The rationale for creating these women-focused programs is clear: Less than 3% of venture-funded companies have a women CEO. What’s more, only 6% of VCs were women in 2013, down from 10% in 1999, according to Babson College.

And while the percentage of women in all types of accelerators is on the rise (at Y Combinator, for instance, 23% of companies in the most recent class had a women leader, vs. 9% in 2012), traditional programs aren’t always a great fit for female founders. For women with families, relocating to an accelerator for months may not be option.
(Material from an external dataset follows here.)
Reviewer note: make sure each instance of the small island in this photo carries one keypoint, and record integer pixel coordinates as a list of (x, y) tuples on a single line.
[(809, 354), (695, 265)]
What’s more, some female entrepreneurs say they’d prefer a more collaborative environment. “It not that women were being discriminated against, but that they were opting out,” says Sue Heilbronner, who was a long-time mentor at TechStars before co-founding MergeLane, whose first group of eight-women led teams started in February.

Heilbronner and her co-founder, Elizabeth Kraus, tweaked the top accelerator model to make it more appealing to women. The result is a low-residency program—one reason all but one of its first teams include at least one mom. Teams also have professional coaches. “What holds women, and really everyone, back are internal issues,” says Heilbronner. “We wanted to attack that piece.”

Babson’s WIN Lab, in its second year, uses a milestone-driven approach that increases collaboration keeps its participants from skipping tasks, says to Susan G. Duffy, executive director of the Center for Women’s Entrepreneurial Leadership at Babson College.

Wendy Davis, founder of GestVision, which is developing a commercial diagnostic test for pregnancy complication preeclampsia, is part of the current group of CEOs at The Refinery, a women-only accelerator launched two years ago in Westport, Conn. Davis says she’s worked with a variety of advisors in the past, but is getting something unique out the women-only program. “There are things that women need to be conscious of, such as how we present ourselves and talk about our projects,” says Davis. “They also help women identify role models, which are really hard to find.”

Of course, not everyone thinks dividing entrepreneurs by gender is a magic bullet. After all, once these startups leave the accelerator and hit the marketplace, they’ll still need to attract funding from male VCs and compete with companies run by men.

Erika Smith has mixed feelings on the issue. She is deputy director at the Yale Entrepreneurial Institute, which does not take entrepreneurs’ gender into account. But she is also a mentor at The Refinery, and says sees the advantages of a women-only environment. “I don’t think segregating women overall is a good idea,” says Smith. “We do need to support women as they get off the ground, but then they have to mainstream.”

Amy Millman of Springboard disagrees. She believes it’s essential for women to have their own separate path. “I’m not a fan of integration,” she says. “And it isn’t going to happen.”